Sermaye Piyasasından Fon Talep Edenler

 

a). İşletmeler

Her yıl ülkemizde kurulan anonim şirketlerin sayısında önemli gelişmeler olmaktadır. Anonim şirketlerin sayısının artması, bir yandan da mevcut işletmelerin büyümesi dolayısıyla bu işletmelerin finansman sorunlarının büyük boyutlar kazanarak sermaye piyasasına yönelme eğiliminde oldukları bir gerçektir.

Ülkemizde özellikle 1970’lerden sonra işletmeler sermaye piyasasına başvurarak uzun vadeli fon gereksinimlerini karşılamaya yönelmişlerdir. İşletmeler uzun vadeli fon sağlamak amacıyla menkul kıymet ihracında bulunmaktadır. Bu da sermaye piyasasındaki fon talebinin önemli bir bölümünü oluşturmaktadır. Ülkemizde işletmeler hisse senedi ve tahvil başta olmak üzere değişik tür menkul kıymet ihraç ederek fon talebinde bulunabilmektedir. Toplanan bu fonlar işletmelerin daha önce saptanan amaçları doğrultusunda kullanılmaktadır.

1992 yılından itibaren ise, sermaye piyasasına ilişkin yapılan yeni düzenlemeler ile, işletmeler çok çeşitli türde menkul kıymet ihraç ederek fon talebinde bulunabilme şansına sahip olmuşlardır. Ancak ülkenin içinde bulunduğu ekonomik koşullar nedeniyle faiz oranlarının artması, devletin fon ihtiyacını sermaye piyasasından sağlamak istemesi, sermaye piyasasından fon bulmanın maliyetini artırmıştır. Ayrıca yatırımların durma noktasına gelmesiyle 5 Nisan 1994 kararları olarak adlandırılan ekonomik pakette sermaye piyasasının teşvik edilmesiyle ilgili düzenlemeler yer almıştır. Böylece faiz oranlarının düşürülüp işletmelerin düşük maliyetli fon temin etmeleri sağlanmak istenmiştir. Ancak

1997 yılına gelindiğinde, işletmelerin sermaye piyasasından fon sağlamaları yeterince mümkün olmamıştır.

b) Devlet (Kamu Kesimi)

Ülkemizde 1933 yılından bu yana kamu kesimi fon kullanmak amacıyla iç borçlanma yoluna başvurmaktadır. Kamu kesiminin fon talebini belirleyen kamu borçları, devletin bir takım nedenler ile çeşitli kişi ve kurumlara borçlanmasını ifade etmektedir. Uzun vadeli kamu borçları başlangıçta sadece savaş giderleri ve büyük yatırım harcamaları gibi, vergi gelirleri ile finansmanı olanaksız giderlerin karşılanması amacıyla bir finansman yöntemi olarak kullanılmışsa da, günümüzde kamu gelirlerinin sürekli ve önemli bir bölümünü oluşturmaktadır.

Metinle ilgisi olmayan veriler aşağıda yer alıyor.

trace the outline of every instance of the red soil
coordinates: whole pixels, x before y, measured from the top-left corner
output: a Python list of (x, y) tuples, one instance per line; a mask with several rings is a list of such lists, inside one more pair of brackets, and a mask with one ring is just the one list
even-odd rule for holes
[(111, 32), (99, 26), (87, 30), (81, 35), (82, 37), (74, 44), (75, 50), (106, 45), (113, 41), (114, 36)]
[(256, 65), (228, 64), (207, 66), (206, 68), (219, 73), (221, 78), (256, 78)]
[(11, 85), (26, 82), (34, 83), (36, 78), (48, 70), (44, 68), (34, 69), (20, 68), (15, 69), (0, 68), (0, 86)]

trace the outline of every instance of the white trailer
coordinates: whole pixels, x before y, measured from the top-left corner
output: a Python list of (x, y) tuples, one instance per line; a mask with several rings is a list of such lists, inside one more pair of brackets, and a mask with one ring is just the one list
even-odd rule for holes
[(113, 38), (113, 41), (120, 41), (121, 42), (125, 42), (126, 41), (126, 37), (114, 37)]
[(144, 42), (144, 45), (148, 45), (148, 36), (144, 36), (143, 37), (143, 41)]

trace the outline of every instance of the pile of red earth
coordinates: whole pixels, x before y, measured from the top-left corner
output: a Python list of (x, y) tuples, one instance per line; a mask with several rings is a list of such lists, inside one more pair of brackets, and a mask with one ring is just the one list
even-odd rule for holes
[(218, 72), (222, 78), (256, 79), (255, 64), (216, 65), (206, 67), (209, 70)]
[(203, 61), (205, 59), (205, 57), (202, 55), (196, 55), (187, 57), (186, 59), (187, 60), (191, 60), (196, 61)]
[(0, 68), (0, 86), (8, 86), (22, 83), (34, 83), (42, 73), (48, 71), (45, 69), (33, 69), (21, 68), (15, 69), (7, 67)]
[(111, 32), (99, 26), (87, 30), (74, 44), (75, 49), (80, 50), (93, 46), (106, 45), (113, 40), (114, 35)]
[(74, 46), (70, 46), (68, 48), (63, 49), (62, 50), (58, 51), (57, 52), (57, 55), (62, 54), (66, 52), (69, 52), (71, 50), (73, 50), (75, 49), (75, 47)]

Tasarruflarına yatırım alanı arayan kişi ve kurumların bir kısmı sermaye piyasasına fon sunma arzusunda bulunmaktadır. Bu kişi ve kurumlar sermaye piyasasına sürülen tahvilleri satın alarak devlete gerekli fonları sağlamaktadır. Kamu kesiminin bu güne kadar başarılı biçimde yararlandığı sermaye piyasasının yasal ve yönetsel çerçevesinin yaratılmasında kendi çıkarları doğrultusunda hareket etmesi ve fon kullanım olanaklarını sürdürecek düzenlemelere gitmesi doğaldır.

Kamu kesimi, sermaye piyasasının en büyük fon talep eden kesimi durumundadır. İster bu gün mevcut yasal çerçevede olsun, ister daha iyi ve geçerli yasal düzenlemeler bulunsun, kamu kesiminin sermaye piyasasından büyük fon talep eden ve bu fonu kullanan kesim olması kaçınılmaz bir durumdur. Ancak devletin ekonomide küçülme çabası içinde bulunduğu günümüzde kamu kesimi açıklarını kapatmak amacıyla sermaye piyasasından hala fon talep etmeye devam etmesi işletmeler ve ekonomi açısından sakıncalı bir durum oluşturmaktadır. Özellikle kısa vadeli ve yüksek faizli çıkarılan hazine bonoları, üretken yatırımcılar yerine rant gelirini tercih eden yatırımcıları ortaya çıkarmıştır. Bu durumun uzun süreli devam etmesi enflasyonla birlikte işsizliğinde artmasına yol açacaktır.